Move to No BAC:  Zero Tolerance For DUI

DUI Poems

Graduation Day

As I gaze around the stands,
All I can think about is one wonderful man.
A man that if he had his way,
Would be sitting in those stands today.

The times we shared were precious but few,
And his tragic death was hard to get through.
I wish I could see the expression on his face,
As they hand me my diploma with style and grace.
I know that he is proud and full of love,
Even though he has to look from above.

His description is hard because it’s been so long,
Now ten years have past and I’ve learned to move on.
I can remember him as short and stock with a bearded face,
Oh, how I can still feel his warm embrace.
His hard work showed through his callused hands,
And I knew better than to disobey his commands.
Hunting and fishing were his favorite sports,
Big game, small game and fish of all sorts.

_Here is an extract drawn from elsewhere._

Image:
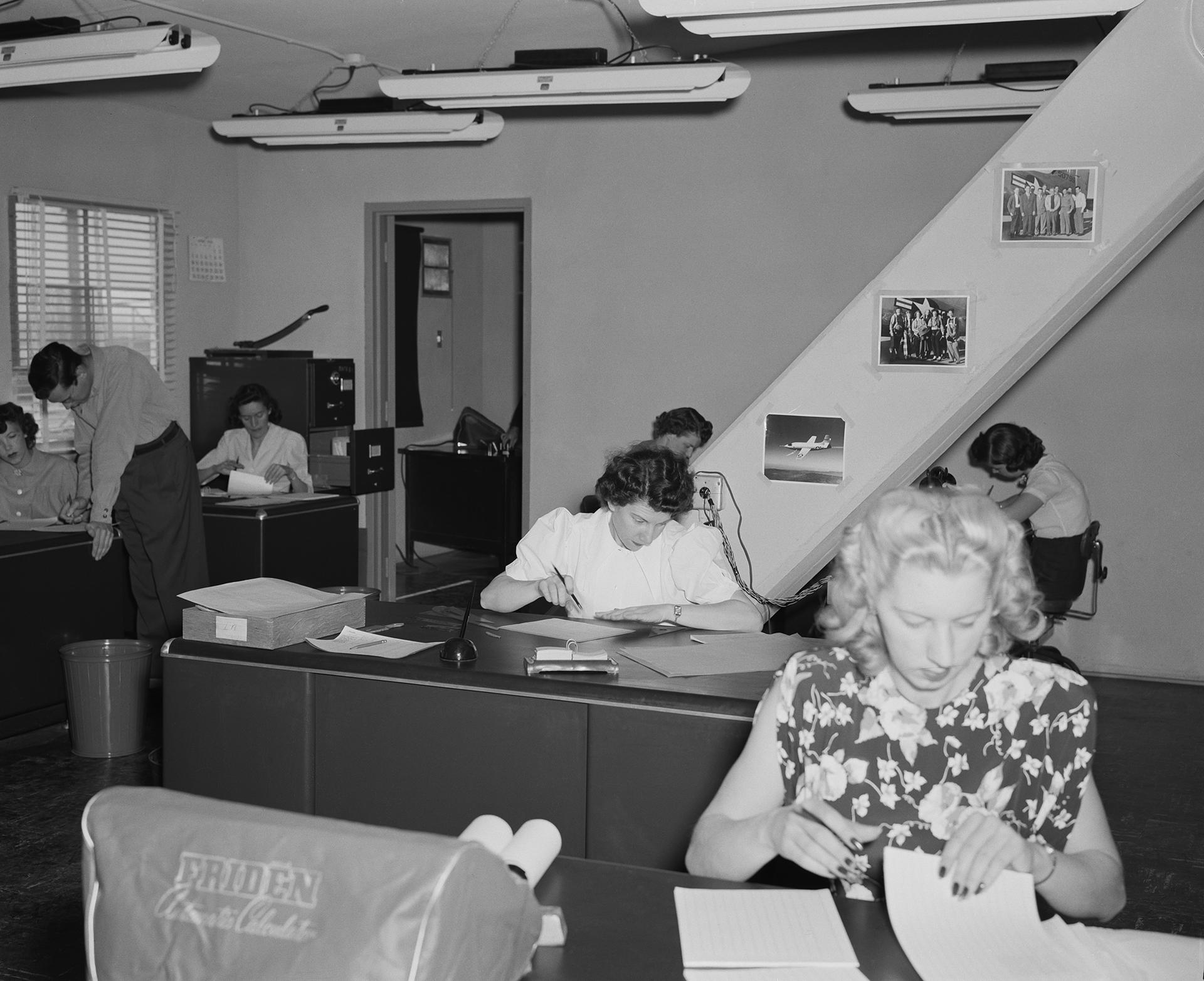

My Dad’s name was Lamar but his friends called him Marty,
And for an older man he sure knew how to party.
And that is how is life was taken,
For his driving judgments he had mistaken.
My life without him has now become clearer,
Because I see him in me every time I look in the mirror.
I love my Father from the top of his head to the tips of his toes,
And it kills me to think of how quickly his life came to a close.

Three days before Christmas was this tragic event,
That Christmas back in ’89 just came and went.
My brother, of course, blamed himself for not being there,
While my Mom just sat and cried in his favorite chair.
I was only nine at the time of his death,
And only believed he needed some rest.
His life turned to memories in one second flat,
And drinking and driving was the cause of that.

After this day, you will have many things you will want to strive
And to do it the right way is to NOT DRINK AND DRIVE!

© Brandi A. Sweatman, 1998. All rights reserved.

Written in Brandi’s senior year in high school, the above poem is about her father who was both the impaired driver and the only victim of the crash. Brandi says, “It is very much real even though ten years ago it all seemed like a big nightmare, and even today I still cannot believe my Dad isn’t here to guide me through life. I have graduated, gotten married, and built a house. And it kills me to think about him not being able to be here to share my happiness with me.”